Je ne sais pas trop comment je fais pour retenir les noms. Dans la vraie vie, je suis assez mauvaise à ce jeu là mais j’ai jamais eu de mal à retenir tous les personnages et les noms de créatures dans une œuvre.
Par contre, je t’avouerai que contrairement à d’autres que j’admire, j’ai un peu plus de mal avec la géographie des lieux même si je mentirai en disant que je n’arrive pas à retenir et distinguer les noms des lieux.
Du coup, comme je n’ai jamais eu de mal, je serai peut-être de mauvais conseil mais je pense que ce n’est pas très important de connaître sur le bout des doigts les noms des personnages ou des lieux pour apprécier l’œuvre.
C’est comparable aux Rougon, à la Comédie humaine ou à La Recherche en termes de personnages, lieux… (sauf que pour le coup, j’ai jamais réussi à tout retenir).
Seulement les noms sont un peu plus exotiques.
Ne te laisse pas intimider si tu veux essayer ! Et puis au pire, peut-être que la fantasy n’est tout bonnement pas ta tasse de thé.
Si un jour il te prend l’envie d’essayer, je conseille évidemment :
Y’a énormément de sagas de bonne qualité que je ne connais pas encore, parmi celles que je n’ai pas lu, si tu aimes les dragons, il faut lire
EragonAnn McCaffrey et La Ballade de Pern.J’espère que je t’ai pas fait fuir avec cette liste !

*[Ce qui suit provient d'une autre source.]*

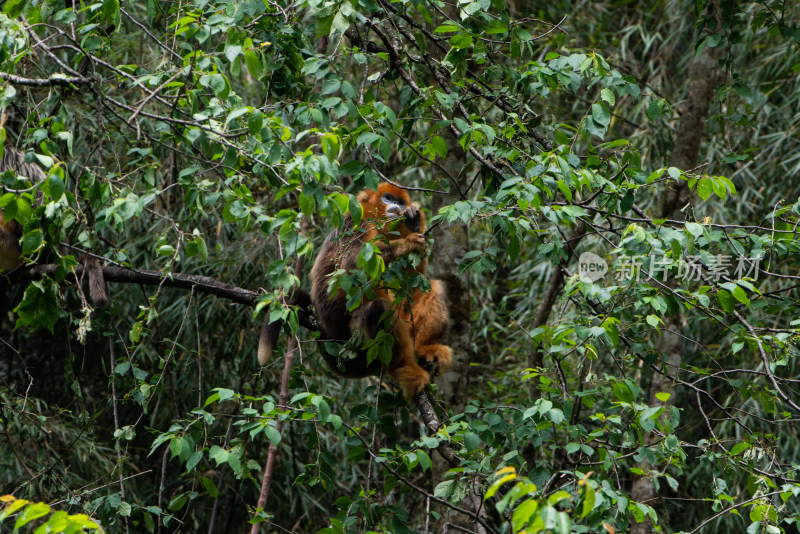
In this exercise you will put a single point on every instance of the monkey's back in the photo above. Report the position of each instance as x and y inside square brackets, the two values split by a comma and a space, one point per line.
[332, 313]
[339, 252]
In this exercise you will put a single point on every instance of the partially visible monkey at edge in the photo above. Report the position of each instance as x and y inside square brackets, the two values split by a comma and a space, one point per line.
[11, 230]
[418, 329]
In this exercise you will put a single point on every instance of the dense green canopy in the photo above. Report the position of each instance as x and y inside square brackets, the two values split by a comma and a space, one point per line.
[612, 194]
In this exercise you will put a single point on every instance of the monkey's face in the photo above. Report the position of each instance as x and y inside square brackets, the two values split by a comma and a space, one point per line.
[394, 207]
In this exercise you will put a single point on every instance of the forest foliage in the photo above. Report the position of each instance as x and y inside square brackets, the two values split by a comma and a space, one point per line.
[613, 199]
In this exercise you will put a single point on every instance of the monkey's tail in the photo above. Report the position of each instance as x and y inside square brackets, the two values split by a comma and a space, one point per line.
[270, 332]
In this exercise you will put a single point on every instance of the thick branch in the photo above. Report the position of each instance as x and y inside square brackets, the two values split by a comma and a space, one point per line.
[45, 82]
[121, 275]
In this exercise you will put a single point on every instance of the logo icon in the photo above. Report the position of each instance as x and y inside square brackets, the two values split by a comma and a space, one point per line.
[591, 267]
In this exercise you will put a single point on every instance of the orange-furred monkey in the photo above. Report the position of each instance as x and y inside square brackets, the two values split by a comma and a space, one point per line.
[417, 327]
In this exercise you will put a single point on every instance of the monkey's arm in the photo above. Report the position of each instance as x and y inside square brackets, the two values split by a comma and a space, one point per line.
[401, 247]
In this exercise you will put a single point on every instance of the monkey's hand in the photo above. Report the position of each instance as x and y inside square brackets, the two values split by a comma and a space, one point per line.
[415, 219]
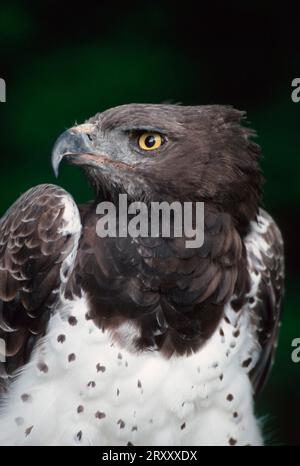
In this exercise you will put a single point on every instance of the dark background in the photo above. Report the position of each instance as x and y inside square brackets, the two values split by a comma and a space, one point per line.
[63, 63]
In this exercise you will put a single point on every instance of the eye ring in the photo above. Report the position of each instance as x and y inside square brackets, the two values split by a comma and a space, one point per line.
[150, 141]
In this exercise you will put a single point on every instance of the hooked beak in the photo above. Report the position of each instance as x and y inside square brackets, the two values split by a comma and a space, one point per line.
[75, 146]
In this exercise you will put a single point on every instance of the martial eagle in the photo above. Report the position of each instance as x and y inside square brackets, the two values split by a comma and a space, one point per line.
[141, 341]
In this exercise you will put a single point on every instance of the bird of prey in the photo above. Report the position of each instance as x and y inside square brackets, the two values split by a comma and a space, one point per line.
[141, 340]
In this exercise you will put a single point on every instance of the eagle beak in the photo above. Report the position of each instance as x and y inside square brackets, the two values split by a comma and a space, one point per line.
[74, 146]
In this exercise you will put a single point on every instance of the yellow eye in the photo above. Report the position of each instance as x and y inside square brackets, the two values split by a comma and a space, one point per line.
[150, 141]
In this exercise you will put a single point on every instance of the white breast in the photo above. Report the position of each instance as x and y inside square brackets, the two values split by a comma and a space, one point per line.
[80, 387]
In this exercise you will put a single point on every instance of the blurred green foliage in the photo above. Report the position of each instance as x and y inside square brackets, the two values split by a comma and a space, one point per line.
[63, 66]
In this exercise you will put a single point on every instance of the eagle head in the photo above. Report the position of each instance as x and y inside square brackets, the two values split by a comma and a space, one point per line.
[169, 152]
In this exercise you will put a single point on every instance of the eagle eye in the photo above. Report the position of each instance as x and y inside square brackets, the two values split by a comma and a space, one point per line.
[150, 141]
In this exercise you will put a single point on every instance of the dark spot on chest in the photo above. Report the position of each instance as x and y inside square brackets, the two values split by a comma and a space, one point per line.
[247, 362]
[71, 357]
[28, 431]
[61, 338]
[100, 368]
[72, 320]
[232, 441]
[121, 423]
[100, 415]
[42, 367]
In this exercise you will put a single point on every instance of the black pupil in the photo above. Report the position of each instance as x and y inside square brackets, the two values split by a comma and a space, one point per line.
[150, 141]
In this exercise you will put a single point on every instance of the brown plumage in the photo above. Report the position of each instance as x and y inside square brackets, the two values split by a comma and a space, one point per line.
[174, 296]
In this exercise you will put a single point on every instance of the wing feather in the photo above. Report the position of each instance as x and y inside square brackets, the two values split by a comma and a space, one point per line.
[37, 234]
[266, 261]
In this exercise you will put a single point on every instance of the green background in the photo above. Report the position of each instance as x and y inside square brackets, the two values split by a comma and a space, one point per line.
[65, 63]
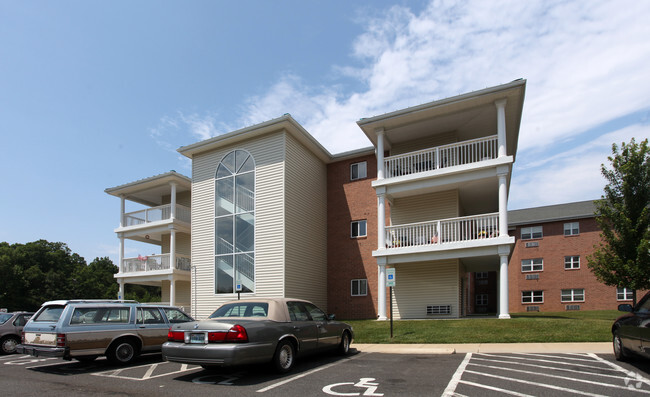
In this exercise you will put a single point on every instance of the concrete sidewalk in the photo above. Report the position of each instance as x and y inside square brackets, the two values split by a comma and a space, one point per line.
[396, 348]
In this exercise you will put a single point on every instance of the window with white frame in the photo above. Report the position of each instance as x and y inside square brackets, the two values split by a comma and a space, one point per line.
[528, 233]
[532, 296]
[358, 229]
[234, 223]
[571, 229]
[358, 170]
[624, 294]
[481, 300]
[359, 287]
[573, 295]
[571, 262]
[532, 265]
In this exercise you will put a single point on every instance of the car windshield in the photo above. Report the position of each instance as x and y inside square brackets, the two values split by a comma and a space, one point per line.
[50, 313]
[244, 309]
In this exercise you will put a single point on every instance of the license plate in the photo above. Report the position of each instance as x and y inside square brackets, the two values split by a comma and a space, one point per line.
[197, 338]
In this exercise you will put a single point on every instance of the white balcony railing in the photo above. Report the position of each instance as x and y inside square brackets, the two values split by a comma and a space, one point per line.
[443, 231]
[154, 263]
[465, 152]
[155, 214]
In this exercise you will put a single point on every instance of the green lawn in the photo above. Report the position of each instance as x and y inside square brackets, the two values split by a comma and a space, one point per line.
[586, 326]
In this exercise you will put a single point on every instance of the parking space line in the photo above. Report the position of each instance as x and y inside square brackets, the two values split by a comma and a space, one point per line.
[521, 371]
[563, 389]
[284, 382]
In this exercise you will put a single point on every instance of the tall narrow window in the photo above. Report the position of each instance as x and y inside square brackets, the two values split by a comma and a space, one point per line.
[234, 224]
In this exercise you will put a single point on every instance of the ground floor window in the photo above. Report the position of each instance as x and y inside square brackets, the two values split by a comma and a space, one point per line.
[532, 296]
[624, 294]
[359, 287]
[573, 295]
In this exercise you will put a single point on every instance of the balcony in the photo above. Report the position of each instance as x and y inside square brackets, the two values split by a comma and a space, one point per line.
[155, 263]
[155, 214]
[445, 231]
[445, 156]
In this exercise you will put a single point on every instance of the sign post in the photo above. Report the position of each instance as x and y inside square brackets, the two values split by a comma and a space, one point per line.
[390, 282]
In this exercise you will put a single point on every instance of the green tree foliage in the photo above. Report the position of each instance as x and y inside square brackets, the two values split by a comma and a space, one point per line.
[623, 258]
[39, 271]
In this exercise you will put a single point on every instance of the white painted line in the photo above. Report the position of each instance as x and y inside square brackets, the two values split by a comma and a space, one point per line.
[500, 390]
[453, 383]
[636, 376]
[562, 389]
[590, 382]
[284, 382]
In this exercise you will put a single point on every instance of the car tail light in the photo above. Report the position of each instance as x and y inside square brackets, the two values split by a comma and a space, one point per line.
[60, 340]
[175, 336]
[237, 334]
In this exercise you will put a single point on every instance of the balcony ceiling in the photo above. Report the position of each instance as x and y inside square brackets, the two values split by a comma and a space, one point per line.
[150, 191]
[469, 116]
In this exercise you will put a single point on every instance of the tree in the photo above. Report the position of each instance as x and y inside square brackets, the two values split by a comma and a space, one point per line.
[622, 259]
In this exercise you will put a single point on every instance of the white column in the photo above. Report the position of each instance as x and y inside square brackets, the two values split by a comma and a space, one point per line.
[172, 291]
[122, 210]
[381, 293]
[380, 153]
[502, 173]
[173, 201]
[501, 126]
[381, 220]
[504, 312]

P.S. concernant tout autre chose : Je ne connais personne (ou presque) au Paris Carnet et je compte tout de même courageusement m’y rendre. Ça te dirait pas de passer ?
3 De La Dame -
Alors déjà, chapeau pour ce billet, ce n’était pas une mince affaire que d’en écrire un sur ce sujet qui soit capable de présenter un univers aussi complexe, tout en ne dévoilant rien de crucial mais en donnant tout de même envie de lire la série.
Je plussoie pour ta liste d’ouvrages conseillés, par contre, j’ai un cas de conscience avec “La Compagnie Noire”. C’est une série assez exigeante, surtout dans les premiers chapitres (le nombre de lecteurs de fantasy/SF qui ont lâché l’affaire à ce moment là….), mais qui je pense, peut parfaitement convenir à un lecteur habitué à des ouvrages qui ne sont pas faciles.
Comme entrée en matière, ça peut être excellent.
A contrario, Robin Hobb, bien que très sympathique, a une œuvre plus récréative. Mais comme le premier cycle de L’Assassin Royal reste un grand numéro du genre dont le rythme soutenu accroche dès les premières pages, c’est peut être ce qu’il y a de plus soft tout en restant dans une certaine qualité pour attaquer la fantasy.
Le Marion Zimmer Bradley, c’est “Les Brumes d’Avalon”. Un peu comme “Le Cycle de Pern” de Anne Mc Caffrey, je trouve qu’il a mal vieilli. Pour avoir relu récemment “Pern”, j’ai été extrêmement déçue par le manque de cohérence dans le traitement des dragons et l’aspect un peu niais que l’ensemble prend parfois.
Du coup, je cherche encore un bon bouquin avec des dragons dedans (bien que je sente à ce sujet du potentiel dans un truc que je lis en ce moment…).
Sinon, pour une approche très différente et se prendre un énorme coup de poing dans la face, je conseille très très chaudement “Le Livre de Cendres” de Mary Gentle, qui a ce mérite de débuter comme un roman historique pour ensuite glisser sur… autre chose, mais avec une intelligence, une finesse et une érudition qui m’ont vraiment épatée.
Je range les écrits de cette très grande dame au même niveau que ceux de Glen Cook désormais. C’est dire….
4 De Llu -
Aah dommage pour “Le Cycle de Pern”. Du coup, je ne sais pas si je vais me lancer.
Je note pour Mary Gentle. Je veux me remettre à lire de la littérature et pas seulement des bouquins d’éco, rapports de la Commission, etc…
L’accouchement de ce billet fut long et douloureux alors ça me fait plaisir d’avoir un avis positif.